A study, reported in the journal JNeurosci, has shown that one night of sleep deprivation can raise the appeal of food. This study was conducted by researchers at the University of Cologne.
The results of the study propose that sleep loss increases the individual value of food. And this happens independently of hormonal effects.
Basically, sleep loss is recognized to be linked with an increased risk of obesity. But preceding research has ascribed this weight gain to changes in parameters of endocrine after sleep loss. Currently, obesity is considered a major disease and is sometimes viewed as a true “epidemic”.
However, neuroimaging studies have also verified that upregulated neural food processing rewards following sleep deficiency in reward-processing areas of the brain.
To consider the influence of homeostatic versus hedonic aspects, researchers investigated the comparative contribution of decision-making procedures and hormones to the people’s choices which they make about food after sleep deprivation.
Epidemiological studies propose a link between overweight and reduced night sleep, but the relative contributions of hormonal and hedonic factors to overeating after sleep deprivation are a matter of continuing debate.
Therefore, the researchers thoroughly tested the association between sleep deprivation and food processing. This was done through hormone assessment and high-resolution functional magnetic resonance imaging (fMRI).
For asssessment, researchers recruited 32 thin healthy men and took their blood samples.
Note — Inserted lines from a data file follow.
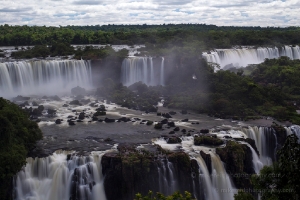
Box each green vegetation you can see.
[135,190,195,200]
[194,136,224,146]
[1,24,300,55]
[0,98,42,199]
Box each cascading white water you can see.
[160,57,165,86]
[14,151,107,200]
[194,156,215,200]
[0,60,92,98]
[120,57,165,86]
[241,126,277,166]
[285,125,300,143]
[202,45,300,69]
[210,153,235,200]
[242,143,263,174]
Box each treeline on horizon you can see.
[1,24,300,49]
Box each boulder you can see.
[167,121,175,127]
[181,118,189,122]
[55,119,62,124]
[78,112,85,120]
[174,127,180,131]
[162,113,172,118]
[167,137,182,144]
[13,95,30,101]
[169,111,176,115]
[69,100,82,106]
[146,121,153,125]
[47,109,56,115]
[200,129,209,134]
[194,136,223,146]
[32,101,39,106]
[50,95,62,101]
[154,123,163,129]
[71,86,86,96]
[104,118,115,123]
[118,117,131,122]
[69,121,76,125]
[161,119,168,124]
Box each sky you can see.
[0,0,299,27]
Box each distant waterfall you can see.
[14,151,107,200]
[202,45,300,69]
[241,126,278,165]
[160,57,165,86]
[0,60,92,98]
[121,57,165,86]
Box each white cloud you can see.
[0,0,298,26]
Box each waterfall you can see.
[157,158,178,196]
[0,60,92,98]
[120,57,165,86]
[241,126,277,165]
[202,45,300,69]
[210,153,235,200]
[160,57,165,86]
[285,125,300,143]
[14,151,107,200]
[194,156,214,200]
[243,143,263,174]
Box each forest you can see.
[1,24,300,50]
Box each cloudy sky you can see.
[0,0,299,27]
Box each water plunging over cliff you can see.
[14,151,107,200]
[241,126,278,166]
[202,45,300,69]
[121,57,165,86]
[0,60,92,98]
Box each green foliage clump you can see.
[194,136,224,146]
[135,190,195,200]
[0,98,42,199]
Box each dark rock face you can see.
[216,141,254,188]
[200,151,212,174]
[271,123,287,151]
[101,146,200,200]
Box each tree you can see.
[0,98,42,199]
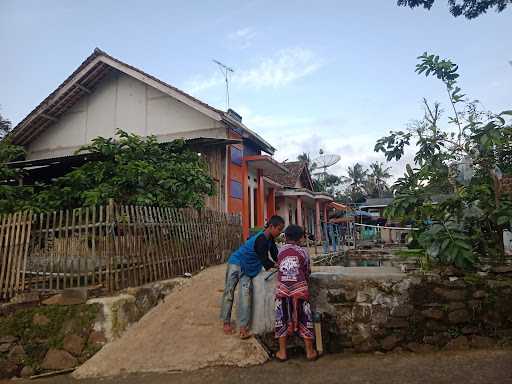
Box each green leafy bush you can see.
[376,53,512,268]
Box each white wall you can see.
[26,72,226,160]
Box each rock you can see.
[41,349,78,370]
[492,266,512,274]
[385,318,409,329]
[32,313,50,326]
[406,342,436,353]
[392,346,404,353]
[355,337,378,353]
[20,366,34,378]
[371,304,390,325]
[444,336,469,350]
[380,335,401,351]
[0,359,19,379]
[441,266,463,277]
[0,342,12,353]
[42,288,87,305]
[356,288,378,303]
[470,336,496,349]
[88,330,107,348]
[448,309,471,324]
[472,290,487,299]
[61,318,84,336]
[327,288,357,303]
[461,326,479,335]
[434,287,466,301]
[352,304,372,323]
[0,336,18,344]
[423,334,446,346]
[390,304,414,318]
[421,308,444,320]
[8,345,26,364]
[134,288,159,313]
[63,334,85,356]
[9,292,40,305]
[426,321,448,331]
[447,302,466,311]
[467,300,482,311]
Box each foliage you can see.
[35,130,215,210]
[397,0,511,19]
[376,52,512,268]
[0,130,216,213]
[0,304,99,370]
[297,150,343,194]
[0,112,11,138]
[367,162,393,198]
[0,113,34,213]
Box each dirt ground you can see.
[11,349,512,384]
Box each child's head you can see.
[284,225,305,244]
[265,215,285,238]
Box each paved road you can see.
[23,349,512,384]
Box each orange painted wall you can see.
[227,128,244,215]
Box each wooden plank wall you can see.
[0,204,242,298]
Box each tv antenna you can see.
[213,59,234,110]
[313,151,341,191]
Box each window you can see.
[230,146,243,166]
[230,180,243,199]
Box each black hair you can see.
[284,224,304,242]
[265,215,285,228]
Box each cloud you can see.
[235,107,412,182]
[184,47,325,93]
[227,27,257,49]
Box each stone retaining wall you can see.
[315,267,512,353]
[254,266,512,354]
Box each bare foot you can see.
[306,349,318,361]
[239,327,252,339]
[223,322,234,335]
[275,350,288,362]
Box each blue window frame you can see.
[230,146,243,166]
[230,180,243,199]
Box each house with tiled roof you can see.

These participants then underwent fMRI while they did a decision-making task including snacks and bauble rewards after they had either had a full night of sleep or been kept up in the laboratory.
The research team reports that the subjective value of food items was increased after sleep deprivation when compared with non-food items in a way which was independent of hormonal effects.
It was found that only individuals in the sleep deprivation group were ready to spend more money on food. The neuroimaging fMRI data verified a food reward-specific upregulation of a circuit including the amygdala and hypothalamus following sleep loss.
The study points to one way that sleep loss may indorse overeating and increase the risk of obesity. The findings of the study indicate that increased food assessment after sleep loss is due to hedonic rather than hormonal mechanisms.